Eu sempre me esforcei pela excelência. Notas máximas, horas incontáveis no ateliê, me levando ao limite. Não porque eu amasse o esforço, mas porque eu ansiava por ele. Ansiava pelos momentos fugazes de reconhecimento de Dora, de Ethan, de Dênis. Qualquer migalha de atenção, qualquer sinal de orgulho.
Foi tudo em vão.
Ninguém realmente se importava. Minha mãe, Dora, obcecada com sua posição social, seu novo marido, sua vida perfeita, certamente não se importava. Ethan, com seu ressentimento profundo e senso de justiça distorcido, se importava ainda menos. E Dênis... Dênis era uma víbora em pele de cordeiro, um mestre manipulador que me fez de boba.
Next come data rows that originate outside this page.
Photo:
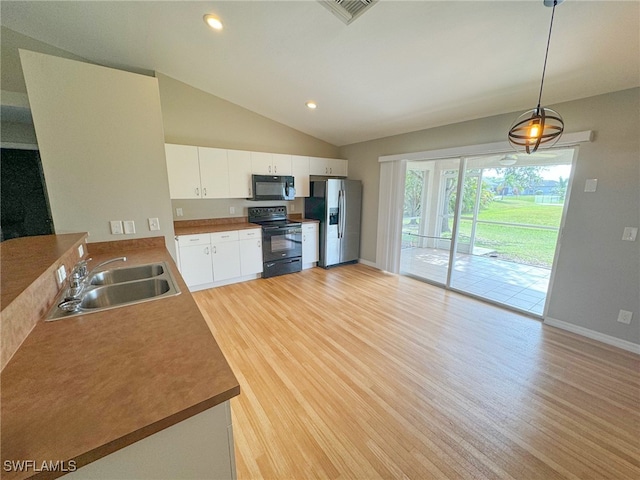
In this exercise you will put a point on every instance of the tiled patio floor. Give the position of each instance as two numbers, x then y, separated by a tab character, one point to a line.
519	286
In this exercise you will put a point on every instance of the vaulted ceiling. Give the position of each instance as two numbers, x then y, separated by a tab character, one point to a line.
402	66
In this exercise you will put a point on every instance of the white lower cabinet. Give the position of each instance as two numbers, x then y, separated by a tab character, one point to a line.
225	254
194	252
309	245
215	259
198	447
250	251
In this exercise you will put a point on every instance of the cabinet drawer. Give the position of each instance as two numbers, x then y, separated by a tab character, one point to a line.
251	233
309	227
200	239
220	237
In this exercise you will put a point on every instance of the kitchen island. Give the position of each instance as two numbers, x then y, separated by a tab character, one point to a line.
79	389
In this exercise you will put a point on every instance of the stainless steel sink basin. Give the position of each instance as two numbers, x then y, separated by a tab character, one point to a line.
126	274
119	287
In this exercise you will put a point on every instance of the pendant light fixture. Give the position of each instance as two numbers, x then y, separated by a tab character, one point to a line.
540	126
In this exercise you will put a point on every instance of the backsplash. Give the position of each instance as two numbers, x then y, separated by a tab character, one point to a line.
226	208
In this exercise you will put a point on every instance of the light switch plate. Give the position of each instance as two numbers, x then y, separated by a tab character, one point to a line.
630	234
129	227
591	185
116	227
154	224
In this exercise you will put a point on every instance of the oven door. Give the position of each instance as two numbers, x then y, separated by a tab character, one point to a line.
280	242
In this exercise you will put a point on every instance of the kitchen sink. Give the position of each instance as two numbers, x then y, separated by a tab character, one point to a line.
118	287
126	274
124	293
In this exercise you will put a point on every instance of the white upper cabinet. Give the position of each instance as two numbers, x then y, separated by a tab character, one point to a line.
270	163
281	164
214	172
183	170
203	172
327	166
262	163
239	173
300	172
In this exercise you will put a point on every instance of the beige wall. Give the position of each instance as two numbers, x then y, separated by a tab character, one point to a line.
194	117
101	143
597	273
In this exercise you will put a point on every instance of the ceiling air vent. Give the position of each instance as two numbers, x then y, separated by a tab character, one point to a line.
348	10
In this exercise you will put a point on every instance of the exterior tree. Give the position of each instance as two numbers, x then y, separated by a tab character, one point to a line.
520	178
413	187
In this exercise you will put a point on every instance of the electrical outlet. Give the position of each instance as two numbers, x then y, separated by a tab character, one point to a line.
61	275
116	227
154	224
129	227
625	317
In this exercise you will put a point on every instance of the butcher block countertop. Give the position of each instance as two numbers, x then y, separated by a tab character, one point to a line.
83	387
215	225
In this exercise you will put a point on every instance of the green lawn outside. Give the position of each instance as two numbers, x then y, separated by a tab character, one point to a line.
529	246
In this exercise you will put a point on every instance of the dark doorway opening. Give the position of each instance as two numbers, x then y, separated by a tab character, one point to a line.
24	204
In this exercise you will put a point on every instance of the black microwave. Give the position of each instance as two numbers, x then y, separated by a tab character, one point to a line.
273	187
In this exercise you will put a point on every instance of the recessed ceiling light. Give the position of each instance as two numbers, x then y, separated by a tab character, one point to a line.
213	21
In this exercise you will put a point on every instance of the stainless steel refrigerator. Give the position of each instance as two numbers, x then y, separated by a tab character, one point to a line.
337	204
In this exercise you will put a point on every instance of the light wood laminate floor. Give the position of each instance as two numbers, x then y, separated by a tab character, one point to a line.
354	373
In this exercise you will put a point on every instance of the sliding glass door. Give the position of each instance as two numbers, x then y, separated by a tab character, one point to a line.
428	219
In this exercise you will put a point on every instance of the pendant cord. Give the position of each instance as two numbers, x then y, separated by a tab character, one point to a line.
546	54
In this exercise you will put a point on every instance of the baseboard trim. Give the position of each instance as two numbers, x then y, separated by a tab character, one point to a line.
368	263
601	337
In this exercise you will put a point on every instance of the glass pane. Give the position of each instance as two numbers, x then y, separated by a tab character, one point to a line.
429	207
511	213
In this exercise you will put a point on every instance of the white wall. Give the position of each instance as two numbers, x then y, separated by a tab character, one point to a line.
597	273
101	142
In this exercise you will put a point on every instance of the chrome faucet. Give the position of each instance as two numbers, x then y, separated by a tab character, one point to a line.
80	274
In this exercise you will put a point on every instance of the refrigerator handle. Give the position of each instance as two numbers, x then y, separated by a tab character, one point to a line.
343	214
339	213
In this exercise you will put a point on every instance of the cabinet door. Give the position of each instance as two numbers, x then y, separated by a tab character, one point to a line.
239	162
195	264
318	166
309	243
281	164
300	172
226	260
214	172
183	170
261	163
337	167
250	251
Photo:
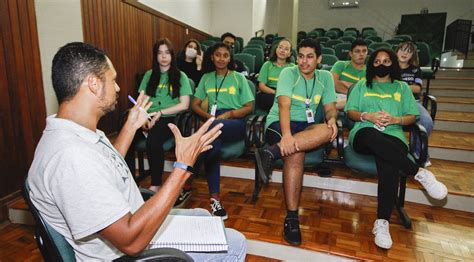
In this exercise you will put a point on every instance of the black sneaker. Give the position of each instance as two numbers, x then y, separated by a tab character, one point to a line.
218	209
292	233
183	197
265	160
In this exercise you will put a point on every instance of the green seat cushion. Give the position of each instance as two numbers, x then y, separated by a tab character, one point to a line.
232	149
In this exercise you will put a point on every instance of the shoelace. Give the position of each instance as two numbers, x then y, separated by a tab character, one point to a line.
216	205
292	224
382	229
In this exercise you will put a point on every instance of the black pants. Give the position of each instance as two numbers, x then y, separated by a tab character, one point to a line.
390	158
157	136
265	101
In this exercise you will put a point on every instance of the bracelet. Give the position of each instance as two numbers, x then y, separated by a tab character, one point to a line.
362	117
183	166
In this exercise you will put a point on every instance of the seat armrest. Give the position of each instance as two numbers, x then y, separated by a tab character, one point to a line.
340	138
158	254
259	131
419	132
O telefone clicou, a linha ficou muda. O Professor Dutra prometeu ver o que podia fazer. Senti os últimos vestígios de força se esvaírem de meus membros. Meu corpo, já à beira do colapso, cedeu. Desabei na minha cama, o colchão macio um conforto cruel.
O sono não ofereceu escapatória. Pesadelos arranhavam as bordas da minha consciência, me puxando para um abismo aterrorizante. Eu me debatia, um grito silencioso preso na garganta.
Acordei sobressaltada, o coração batendo forte, a pele coberta de suor. Meu corpo inteiro queimava, uma febre violenta sob a superfície. Minha cabeça latejava, cada batida um martelo contra meu crânio. Eu precisava de remédio.
Me levantei, gemendo, mas antes que eu pudesse alcançar a porta, ela se abriu com um estrondo.
Dora estava lá, emoldurada pela luz forte do corredor, seu rosto uma máscara de fúria fria. Ela não esperou que eu falasse. Não perguntou sobre minha febre, sobre o baile, sobre nada.
Ela apenas jogou uma pilha de fotos brilhantes no meu rosto. Elas se espalharam pelo chão, caindo com baques nauseantes.
"O que é isso, Joana?!" Sua voz era um rosnado baixo, mal controlado. "O que você fez?!"
Suas palavras eram mais afiadas que qualquer lâmina. "Sua piranha! Sua vagabunda! Como você pôde ser tão absolutamente desonrada?!"
Olhei para as fotos, meu sangue gelou. Era eu. Em vários estados de nudez. Meus olhos estavam semicerrados, meu corpo mole. Lembrei-me das bebidas fortes que Dênis me deu. As sensações de tontura. As memórias nebulosas dele sussurrando coisas doces no meu ouvido, me dizendo o quanto me amava.
Isso não eram apenas fotos. Eram uma violação.